Our theory was that in order to read or write a CLOB, a client can simply use the well known URI to get the resource and operate on it:
CDOView.hasResource(path) and CDOView.getResource(path).

For small amounts of data items, this works well. One of our larger data sets contains approximately 4500 CLOB data item resources. For data sets of this large magnitude, we began to notice a lot of processing that we were hoping to avoid by using a dedicated resource.

On the client side, we see the expected tracing:
AbstractCDOView.hasResource(String)
AbstractCDOView.getResourceNodeID(String) -- this method effectively splits the URI path into segments and begins to load the parent CDOResourceFolder.
...
AbstractCDOView.getLocalRevision(CDOID)
CDOViewImpl.getRevision(CDOID, true)

The server then starts to retrieve the revision of the CDOResourceFolder. The features of the folder are loaded, which in our case is the list of ~4500 resources, exactly the list processing overhead we were attempting to avoid. The initial load of this CDOResourceFolder is especially expensive in terms of time. Once the data is cached, subsequent accesses are much faster. This behavior is somewhat obvious to us now, given that a CDOResource and CDOResourceFolder are CDOObjects themselves.

Do you know of anything we could do to make our approach more performant, other than priming the cache? Is there a way to truly randomly access a given CDOResource, without having to iterate over the list of siblings? Do you have any recommendations for best practices for random access of long, flat lists of large data objects outside of the implementation we've chosen?
Re: [CDO] Random access of long, flat lists of large data [message #1277219 is a reply to message #1277136] Tue, 25 March 2014 17:27 Go to previous messageGo to next message
Erdal Karaca is currently offline Erdal KaracaFriend
Messages: 854
Registered: July 2009
Senior Member
Sounds like you have rewritten what CDO already supports...
Did you have a look at the test cases?
For example:
org.eclipse.emf.cdo.tests.ResourceTest.testTextResource()

Matt Mursko wrote on Tue, 25 March 2014 15:54
Hi all,

Our application necessitates us storing a long, flat list of large CLOB data items and retrieving the data items in a random access fashion.

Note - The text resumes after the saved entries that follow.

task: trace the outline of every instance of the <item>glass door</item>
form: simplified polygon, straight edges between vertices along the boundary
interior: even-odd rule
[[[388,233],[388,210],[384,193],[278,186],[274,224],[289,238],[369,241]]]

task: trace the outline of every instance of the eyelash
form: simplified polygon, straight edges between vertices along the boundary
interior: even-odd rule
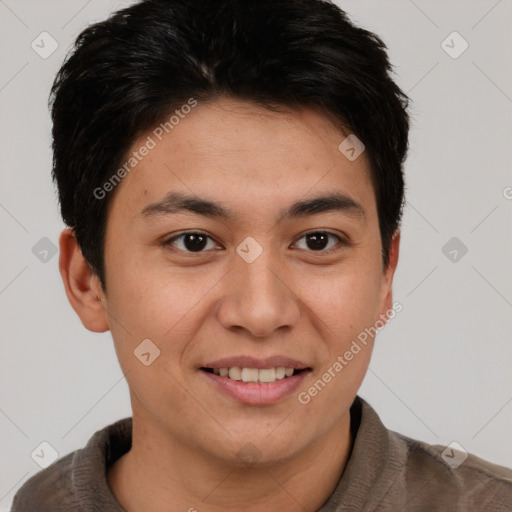
[[[332,233],[330,231],[321,231],[321,230],[308,231],[307,233],[304,233],[298,240],[302,240],[306,236],[312,235],[312,234],[325,234],[325,235],[330,235],[330,236],[335,237],[335,238],[338,239],[338,244],[336,244],[334,247],[331,247],[329,249],[326,249],[326,250],[322,249],[322,250],[319,250],[319,251],[306,250],[306,252],[310,252],[310,253],[313,253],[315,255],[320,255],[320,256],[328,255],[328,254],[331,254],[332,252],[340,250],[342,247],[346,247],[346,246],[350,245],[349,242],[347,242],[346,240],[341,238],[339,235],[337,235],[335,233]],[[172,246],[172,243],[174,241],[176,241],[179,238],[182,238],[182,237],[184,237],[186,235],[202,235],[202,236],[204,236],[204,237],[214,241],[211,236],[207,235],[206,233],[203,233],[202,231],[186,231],[184,233],[180,233],[179,235],[175,235],[172,238],[164,240],[162,242],[162,246],[164,246],[164,247]],[[176,249],[176,250],[184,252],[186,254],[191,254],[191,255],[200,255],[200,254],[204,254],[205,252],[207,252],[207,251],[204,251],[204,250],[203,251],[197,251],[197,252],[187,251],[187,250],[183,250],[183,249]]]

The size of these CLOBs is typically multiple MB. To alleviate as much client overhead as possible when dealing with long, flat lists, we decided to store each CLOB in it's own dedicated CDOResource, all of which will be contained in a parent CDOResourceFolder. These CLOBs each are uniquely identifiable to the client, so we've built our resource URIs as follows:
String path = "uri://repo/folder/${UUID}";

Our theory was that in order to read or write a CLOB, a client can simply use the well known URI to get the resource and operate on it:
CDOView.hasResource(path) and CDOView.getResource(path).

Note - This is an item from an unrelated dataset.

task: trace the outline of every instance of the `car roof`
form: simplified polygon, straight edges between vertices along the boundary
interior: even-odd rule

For small amounts of data items, this works well. One of our larger data sets contains approximately 4500 CLOB data item resources. For data sets of this large magnitude, we began to notice a lot of processing that we were hoping to avoid by using a dedicated resource.

On the client side, we see the expected tracing:
AbstractCDOView.hasResource(String)
AbstractCDOView.getResourceNodeID(String) -- this method effectively splits the URI path into segments and begins to load the parent CDOResourceFolder.
...
AbstractCDOView.getLocalRevision(CDOID)
CDOViewImpl.getRevision(CDOID, true)

The server then starts to retrieve the revision of the CDOResourceFolder. The features of the folder are loaded, which in our case is the list of ~4500 resources, exactly the list processing overhead we were attempting to avoid. The initial load of this CDOResourceFolder is especially expensive in terms of time. Once the data is cached, subsequent accesses are much faster. This behavior is somewhat obvious to us now, given that a CDOResource and CDOResourceFolder are CDOObjects themselves.

Do you know of anything we could do to make our approach more performant, other than priming the cache? Is there a way to truly randomly access a given CDOResource, without having to iterate over the list of siblings? Do you have any recommendations for best practices for random access of long, flat lists of large data objects outside of the implementation we've chosen?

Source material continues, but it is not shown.